There is a vast literature on the concept of patient-centered care, defined in the 2001 Institute of Medicine "Crossing the Quality Chasm" report as:
"Health care that establishes a partnership among practitioners, patients, and their families (when appropriate) to ensure that decisions respect patients’ wants, needs, and preferences and that patients have the education and support they need to make decisions and participate in their own care."
Unfortunately, there is an equally vast literature documenting the degree to which our health system falls short of this vision.

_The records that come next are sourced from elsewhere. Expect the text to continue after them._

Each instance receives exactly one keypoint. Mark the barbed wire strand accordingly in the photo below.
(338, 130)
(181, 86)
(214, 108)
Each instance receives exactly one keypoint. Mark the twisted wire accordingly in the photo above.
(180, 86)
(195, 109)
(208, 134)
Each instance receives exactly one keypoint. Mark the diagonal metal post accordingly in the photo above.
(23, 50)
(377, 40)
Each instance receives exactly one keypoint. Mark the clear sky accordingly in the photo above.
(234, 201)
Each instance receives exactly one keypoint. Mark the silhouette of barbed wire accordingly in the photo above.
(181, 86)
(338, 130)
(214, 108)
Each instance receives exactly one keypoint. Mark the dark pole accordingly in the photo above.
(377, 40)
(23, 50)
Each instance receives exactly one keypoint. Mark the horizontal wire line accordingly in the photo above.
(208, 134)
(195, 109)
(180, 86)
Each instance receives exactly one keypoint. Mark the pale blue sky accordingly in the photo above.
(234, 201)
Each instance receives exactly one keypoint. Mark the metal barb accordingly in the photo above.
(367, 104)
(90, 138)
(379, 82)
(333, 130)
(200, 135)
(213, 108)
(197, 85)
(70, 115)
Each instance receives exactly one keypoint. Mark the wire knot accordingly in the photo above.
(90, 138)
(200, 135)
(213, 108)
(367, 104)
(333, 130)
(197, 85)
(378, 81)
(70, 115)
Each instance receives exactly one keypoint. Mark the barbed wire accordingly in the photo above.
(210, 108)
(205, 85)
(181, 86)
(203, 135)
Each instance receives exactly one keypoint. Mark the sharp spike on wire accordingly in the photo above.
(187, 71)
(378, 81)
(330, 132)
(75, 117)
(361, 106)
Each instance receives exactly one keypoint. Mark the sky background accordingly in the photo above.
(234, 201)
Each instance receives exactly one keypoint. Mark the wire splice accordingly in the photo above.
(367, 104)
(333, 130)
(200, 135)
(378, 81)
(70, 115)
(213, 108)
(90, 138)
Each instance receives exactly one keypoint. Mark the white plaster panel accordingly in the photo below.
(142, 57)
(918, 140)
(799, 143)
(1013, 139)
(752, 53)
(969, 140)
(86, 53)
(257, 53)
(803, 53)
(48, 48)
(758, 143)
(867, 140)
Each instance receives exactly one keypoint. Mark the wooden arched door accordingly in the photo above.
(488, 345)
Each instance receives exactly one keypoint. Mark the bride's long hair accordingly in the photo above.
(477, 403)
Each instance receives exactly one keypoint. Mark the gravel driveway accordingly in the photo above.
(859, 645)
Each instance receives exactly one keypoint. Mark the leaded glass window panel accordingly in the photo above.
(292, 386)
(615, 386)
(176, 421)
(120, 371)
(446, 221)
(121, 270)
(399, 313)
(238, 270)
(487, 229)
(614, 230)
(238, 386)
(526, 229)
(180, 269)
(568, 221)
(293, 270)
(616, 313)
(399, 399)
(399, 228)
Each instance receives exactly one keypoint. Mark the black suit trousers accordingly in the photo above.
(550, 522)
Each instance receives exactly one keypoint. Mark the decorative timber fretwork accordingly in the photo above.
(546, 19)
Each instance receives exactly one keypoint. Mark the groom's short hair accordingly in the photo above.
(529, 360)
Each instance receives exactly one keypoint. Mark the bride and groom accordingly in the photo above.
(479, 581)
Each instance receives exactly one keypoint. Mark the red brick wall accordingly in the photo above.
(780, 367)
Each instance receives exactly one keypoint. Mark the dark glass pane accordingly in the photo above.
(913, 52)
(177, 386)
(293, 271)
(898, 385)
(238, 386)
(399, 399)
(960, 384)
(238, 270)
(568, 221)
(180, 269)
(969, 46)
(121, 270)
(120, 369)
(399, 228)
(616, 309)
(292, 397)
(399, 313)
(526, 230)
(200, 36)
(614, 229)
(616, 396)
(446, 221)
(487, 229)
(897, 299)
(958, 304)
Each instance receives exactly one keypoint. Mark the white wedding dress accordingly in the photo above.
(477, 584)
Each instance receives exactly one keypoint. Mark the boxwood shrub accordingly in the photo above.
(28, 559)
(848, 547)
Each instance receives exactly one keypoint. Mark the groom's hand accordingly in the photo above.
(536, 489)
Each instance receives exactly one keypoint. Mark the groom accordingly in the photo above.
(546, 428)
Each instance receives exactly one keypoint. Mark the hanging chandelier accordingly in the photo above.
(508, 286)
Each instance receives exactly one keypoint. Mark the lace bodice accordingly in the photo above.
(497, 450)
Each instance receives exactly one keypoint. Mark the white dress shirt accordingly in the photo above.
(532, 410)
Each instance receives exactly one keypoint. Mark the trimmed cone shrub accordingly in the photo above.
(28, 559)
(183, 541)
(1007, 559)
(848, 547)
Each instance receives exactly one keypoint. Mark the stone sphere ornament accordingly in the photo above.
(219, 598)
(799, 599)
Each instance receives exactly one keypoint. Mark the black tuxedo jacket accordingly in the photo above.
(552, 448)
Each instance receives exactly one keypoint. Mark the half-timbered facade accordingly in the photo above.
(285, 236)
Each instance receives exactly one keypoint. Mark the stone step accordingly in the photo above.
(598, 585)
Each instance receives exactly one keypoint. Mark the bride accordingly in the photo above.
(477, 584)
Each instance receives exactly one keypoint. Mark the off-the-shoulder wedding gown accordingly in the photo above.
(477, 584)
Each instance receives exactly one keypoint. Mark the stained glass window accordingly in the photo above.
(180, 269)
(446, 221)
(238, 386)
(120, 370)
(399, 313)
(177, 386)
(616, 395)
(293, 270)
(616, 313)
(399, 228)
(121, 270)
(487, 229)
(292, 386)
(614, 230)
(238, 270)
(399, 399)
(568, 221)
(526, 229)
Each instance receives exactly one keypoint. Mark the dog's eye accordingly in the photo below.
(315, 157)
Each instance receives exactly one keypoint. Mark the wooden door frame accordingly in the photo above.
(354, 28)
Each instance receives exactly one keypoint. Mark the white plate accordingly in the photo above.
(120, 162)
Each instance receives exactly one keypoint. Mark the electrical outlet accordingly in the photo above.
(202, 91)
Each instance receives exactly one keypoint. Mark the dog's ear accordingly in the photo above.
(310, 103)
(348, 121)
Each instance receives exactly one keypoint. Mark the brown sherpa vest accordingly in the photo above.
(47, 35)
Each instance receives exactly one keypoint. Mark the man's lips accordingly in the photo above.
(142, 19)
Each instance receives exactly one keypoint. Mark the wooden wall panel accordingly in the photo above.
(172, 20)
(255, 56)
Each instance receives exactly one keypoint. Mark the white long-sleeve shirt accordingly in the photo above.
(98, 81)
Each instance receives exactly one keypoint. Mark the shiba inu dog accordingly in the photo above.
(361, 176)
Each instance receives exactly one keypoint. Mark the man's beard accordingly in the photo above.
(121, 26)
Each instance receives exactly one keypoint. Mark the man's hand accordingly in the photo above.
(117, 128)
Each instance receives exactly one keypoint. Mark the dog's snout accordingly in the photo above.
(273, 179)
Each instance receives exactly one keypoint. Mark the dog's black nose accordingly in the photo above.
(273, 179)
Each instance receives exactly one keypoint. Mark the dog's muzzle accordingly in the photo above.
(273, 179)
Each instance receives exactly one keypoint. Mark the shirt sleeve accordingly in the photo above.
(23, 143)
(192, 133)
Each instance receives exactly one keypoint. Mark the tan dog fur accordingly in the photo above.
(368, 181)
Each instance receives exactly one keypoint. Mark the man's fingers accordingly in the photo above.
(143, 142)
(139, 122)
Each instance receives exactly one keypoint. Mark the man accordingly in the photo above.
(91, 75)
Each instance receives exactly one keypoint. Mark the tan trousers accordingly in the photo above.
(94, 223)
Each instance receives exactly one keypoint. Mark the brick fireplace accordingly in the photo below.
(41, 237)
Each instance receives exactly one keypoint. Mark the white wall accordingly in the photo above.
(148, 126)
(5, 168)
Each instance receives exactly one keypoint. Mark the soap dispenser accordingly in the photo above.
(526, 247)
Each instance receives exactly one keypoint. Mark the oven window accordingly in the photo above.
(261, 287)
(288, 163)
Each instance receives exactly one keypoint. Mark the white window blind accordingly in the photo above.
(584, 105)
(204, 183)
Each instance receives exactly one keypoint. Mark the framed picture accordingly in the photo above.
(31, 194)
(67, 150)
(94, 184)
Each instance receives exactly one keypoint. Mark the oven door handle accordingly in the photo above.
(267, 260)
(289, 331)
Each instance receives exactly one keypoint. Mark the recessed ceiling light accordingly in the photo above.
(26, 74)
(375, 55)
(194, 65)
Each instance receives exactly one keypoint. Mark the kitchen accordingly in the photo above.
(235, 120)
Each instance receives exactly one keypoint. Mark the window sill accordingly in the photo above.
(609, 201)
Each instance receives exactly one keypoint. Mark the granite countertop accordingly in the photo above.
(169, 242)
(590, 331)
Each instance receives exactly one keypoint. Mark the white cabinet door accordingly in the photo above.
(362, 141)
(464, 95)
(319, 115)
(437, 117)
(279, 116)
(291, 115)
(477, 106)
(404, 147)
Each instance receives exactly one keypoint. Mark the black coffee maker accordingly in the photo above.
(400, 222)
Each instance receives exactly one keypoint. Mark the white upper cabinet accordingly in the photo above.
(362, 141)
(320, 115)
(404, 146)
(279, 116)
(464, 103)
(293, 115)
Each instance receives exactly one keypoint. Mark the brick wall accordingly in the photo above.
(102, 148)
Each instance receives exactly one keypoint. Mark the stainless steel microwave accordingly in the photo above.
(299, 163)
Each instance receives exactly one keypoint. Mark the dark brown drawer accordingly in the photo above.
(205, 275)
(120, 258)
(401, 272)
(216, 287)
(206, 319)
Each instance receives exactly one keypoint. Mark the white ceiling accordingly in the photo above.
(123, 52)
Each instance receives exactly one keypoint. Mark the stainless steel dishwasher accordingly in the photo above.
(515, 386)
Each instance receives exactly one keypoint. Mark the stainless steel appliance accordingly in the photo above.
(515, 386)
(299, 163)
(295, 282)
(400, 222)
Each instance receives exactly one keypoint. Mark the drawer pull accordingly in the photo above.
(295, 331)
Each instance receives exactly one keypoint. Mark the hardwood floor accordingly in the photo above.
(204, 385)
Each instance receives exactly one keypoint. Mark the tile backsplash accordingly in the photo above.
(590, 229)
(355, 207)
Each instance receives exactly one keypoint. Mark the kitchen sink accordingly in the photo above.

The very practical Commonwealth Fund discussion identifies seven factors as most important for achieving patient-centered care:
• Leadership at the level of the CEO and board of directors
• A strategic vision clearly and constantly communicated
• Involvement of patients and families at multiple levels
• Care for the caregivers through a supportive work environment
• Systematic measurement and feedback
• Quality of the built environment
• Supportive technology
In classes and consultations I have often been asked “what is ethics?” I have found it useful to distinguish between three components: analysis, advocacy, and administration. (Three “A” words – what a coincidence!)
Analysis is what is required when our question is – “what is the right thing to do in this situation?” When we are clear about what (we believe to be) the right course of action, advocacy is the key activity – “patient-centered care really matters – let’s embrace it!” When we are aligned in our values, administration is the needed component – “let’s make sure we consistently provide patient-centered care and let’s make it as easy as possible to do it.”
“Patient-Centered Care: What Does it Take?” speaks to the administrative side of ethics. The ideals of patient-centered care are (quite properly) taken as the starting point. The seven factors provide an organizational strategy for making it happen.
I believe that anyone who has practiced medicine will understand the importance of the seven factors. While they are conceptualized for organizations, they are relevant for a solo practitioner as well.
Applying the factors doesn't necessarily require rocket science skills. In my psychiatric practice a crucial part of the “built environment” is having enough room for three chairs in addition to mine to make it easy to see family members with my individual patients. And with regard to supportive technology, when voice mail became available, being able to give patients a telephone number they could call 24/7 and know I would get the message no later than the next day made a big difference.
“Just do it!” has been a great slogan for Nike, but it doesn’t cut the mustard for promoting patient-centered care. The Commonwealth Fund report gives us a better game plan.